Truth is, fears of New Orleans becoming a theme-park version of its older, authentic self are nothing new. More than 20 years ago, the writer Walker Percy described the city as "being curiously dispirited in those very places where it advertises itself as being most alive." Bourbon Street had become, in his view, "little more now than standard U.S. sleaze, the same tired old strippers grinding away, T-shirt shops, New Orleans jazz gone bad, art gone bad," and all of official Mardi Gras was just as empty. Yet Percy leavened his verdict by noting that pockets of authentic life persisted: "The real live festival of Mardi Gras takes place elsewhere," he wrote, "in the byways, in the neighborhood truck parades."

Keep that "elsewhere" in mind. It is crucial to answering the question of whether the soul of the city is now truly endangered. But first, what exactly is the soul of this most unlikely and extravagant of American cities?

Put simply, it is a conjunction of place and people: the implausibility of place conjoined with a rich yet well-blended stew of people. What makes this quasi-Caribbean city so improbable is not just the below-sea-level craziness of being located next to a mighty river periodically prone to spilling its levee-elevated banks. It's also the impossible tropical heaviness of the climate, which, among other nuisances, serves as an ideal host to visiting hurricanes. New Orleans could not be elsewhere.

Yet the city's soul derives even more decisively from the eclectic mass of humanity gathered there over the centuries, a spicy blend of French, Spanish, African, and Anglo-Saxon elements, with plenty of Jewish, Irish, and German seasoning thrown in. If other American cities have also had their motley assortment of immigrants, what makes New Orleans special, according to historian and former New Orleanian Frederick Starr, "is that those who choose to move there are precisely the ones most likely to adapt easily once there." Even the city's Chinese, he explains, tend to come from the freewheeling parts of China like Hong Kong and Canton. Uniting such newcomers is a certain attitude toward life that is at once pleasure-seeking and forgiving, stoic and daring, ironic and teasing--an outlook perhaps best summed up by the expression "Do you wanna live, or do you wanna live forever?"

Sardonic.

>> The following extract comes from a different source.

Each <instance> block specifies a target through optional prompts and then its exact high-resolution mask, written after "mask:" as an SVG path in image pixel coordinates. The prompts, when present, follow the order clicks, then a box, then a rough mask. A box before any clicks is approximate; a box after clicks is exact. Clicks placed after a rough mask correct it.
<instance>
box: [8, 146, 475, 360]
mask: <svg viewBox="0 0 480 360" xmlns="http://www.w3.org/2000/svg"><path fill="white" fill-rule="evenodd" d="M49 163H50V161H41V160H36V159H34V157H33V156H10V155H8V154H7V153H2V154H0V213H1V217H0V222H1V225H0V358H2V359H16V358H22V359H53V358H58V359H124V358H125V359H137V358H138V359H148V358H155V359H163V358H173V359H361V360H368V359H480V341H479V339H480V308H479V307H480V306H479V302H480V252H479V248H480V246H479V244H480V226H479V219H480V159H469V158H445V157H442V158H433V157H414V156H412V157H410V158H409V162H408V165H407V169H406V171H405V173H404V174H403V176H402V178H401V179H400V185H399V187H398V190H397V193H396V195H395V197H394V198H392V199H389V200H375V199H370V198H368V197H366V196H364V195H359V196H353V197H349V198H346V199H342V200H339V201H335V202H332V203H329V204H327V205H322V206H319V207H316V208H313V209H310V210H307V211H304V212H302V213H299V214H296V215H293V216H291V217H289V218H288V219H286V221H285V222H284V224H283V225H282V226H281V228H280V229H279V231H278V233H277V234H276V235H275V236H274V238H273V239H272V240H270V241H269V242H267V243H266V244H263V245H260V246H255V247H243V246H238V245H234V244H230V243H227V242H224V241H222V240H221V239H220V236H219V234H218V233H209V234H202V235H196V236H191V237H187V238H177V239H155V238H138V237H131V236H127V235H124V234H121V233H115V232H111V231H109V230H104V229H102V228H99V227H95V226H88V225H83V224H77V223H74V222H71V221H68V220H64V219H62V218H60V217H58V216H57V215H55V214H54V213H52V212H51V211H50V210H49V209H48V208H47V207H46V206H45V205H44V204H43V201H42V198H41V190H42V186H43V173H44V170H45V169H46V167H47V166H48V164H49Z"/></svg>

It is hard to pass through New Orleans and not have at least one encounter with the defiantly idiosyncratic character of its citizenry. You are at an oyster bar, for example, and you ask the man behind the counter who is shucking those slithery little bivalves where they come from. Sizing you up instantly as a nervous Nellie who wants to be sure that his oysters come from 100 percent pollution-free beds, he gives you all the answer he thinks you deserve, complete with heavy accent: "From duh watah."

There's a whole sermon in that response: Pleasure costs. Living high has its risks. You want to gamble, you have to face losing it all. You don't, then stay at home--or at least away from New Orleans.

That attitude abides. You could see it one recent evening at the Maple Leaf club in the city's Uptown neighborhood. Responding to the calls of the funk-inflected Rebirth Brass Band, a racially mixed crowd came to a kind of catharsis with loud and profane denunciations of the hurricane and the federal government.

But there is no denying that this attitude is running on low these days. What's always powered it is that diverse collection of people forever mixing it up, whether making jazz, or an eclectic cuisine, or a truly creole culture. Get rid of the neighborhoods that are home to a crucial part of that human gumbo, neighborhoods like the Lower Ninth Ward, and you end up with ... what, exactly?

Well, probably not even a very good theme park. As New Orleans writer Jason Berry says, "You'll be able to gauge the cultural health of the city by the degree to which the musicians return." And for now, it looks as though too many are still staying away.

This story appears in the February 27, 2006 print edition of U.S. News & World Report.